Strawberry fruit consists of approximately 90% water and 10% total soluble solids. They are a good source of folate and potassium, as well as dietary fiber, manganese and antioxidants.The fruit is high in vitamin C and consumption of 10 fruit per day virtually meets all of the recommended dietary requirements for this vitamin. The main soluble sugar components are glucose and fructose. The primary acid is citric acid. Strawberry flavor is a key characteristic and is a complex mix of the sweetness, acidity and aroma of the fruit. The most intensely flavored fruit have a high TSS and also acidity.
Good crop nutrition will ensure the production of fruit that handles well and has a longer shelf life with the right balance of sugars and acidity plus a good aroma and taste.
All nutrients are needed by plants but potassium, nitrogen, calcium and boron have particularly important roles in achieving high quality.
Boron plays a key role in fruit quality with poor supply leading to smaller, malformed fruit.
Potassium is particularly important in terms of berry quality providing a high sugar and acid content, and a good taste to the fruit.
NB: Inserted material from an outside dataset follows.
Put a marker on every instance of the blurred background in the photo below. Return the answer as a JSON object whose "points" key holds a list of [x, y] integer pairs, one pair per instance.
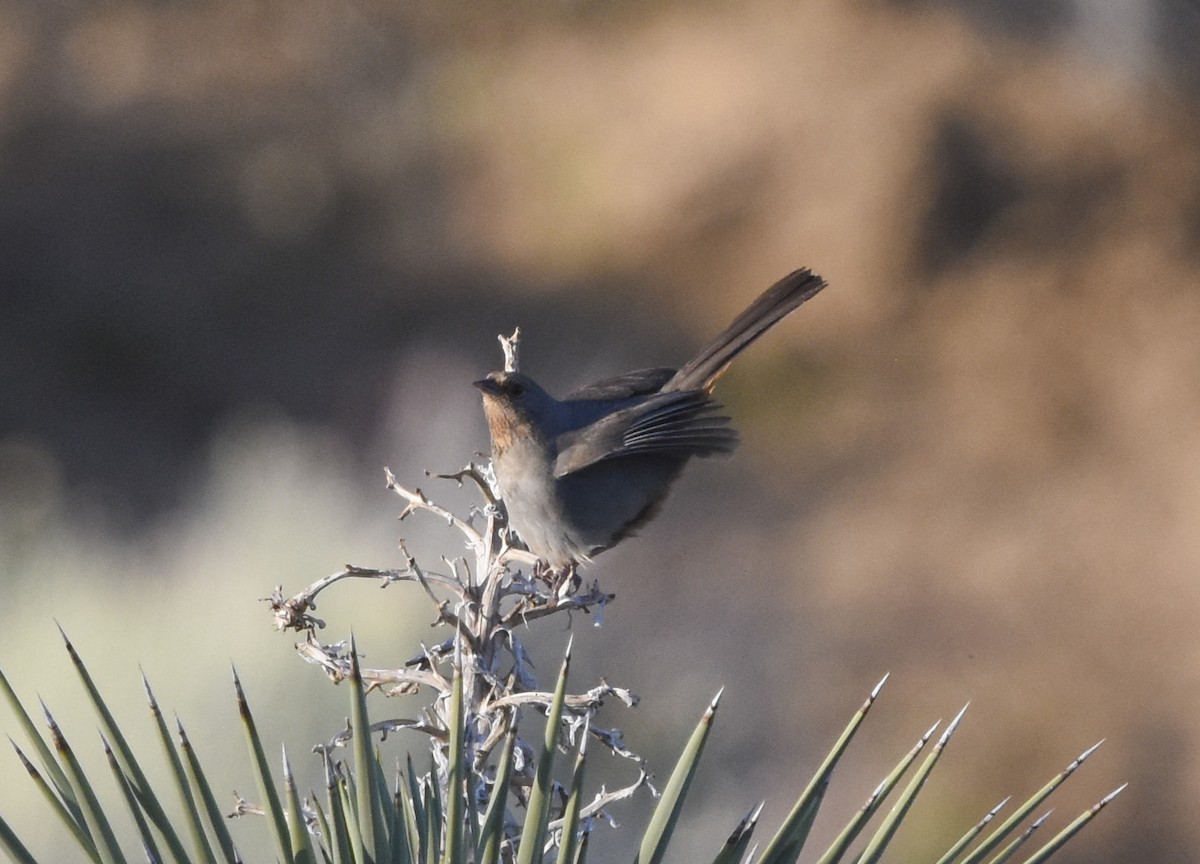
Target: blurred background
{"points": [[253, 251]]}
Excess nitrogen during fruit growth and development has an adverse effect on fruit quality. It increases disease susceptibility and the softening of fruit. This leads to a shorter shelf life and fruit that is quicker to rot. Maturity can also be delayed and fruit malformed, resulting in reduced yields.
Excess nitrogen also encourages diseases such as anthracnose crown rot. Fertigation can help ensure that applied nitrogen is better utilized by the plant and not available to encourage rots. Although, even under more controlled fertigation systems, high nitrogen rates may still result in greater disease severity.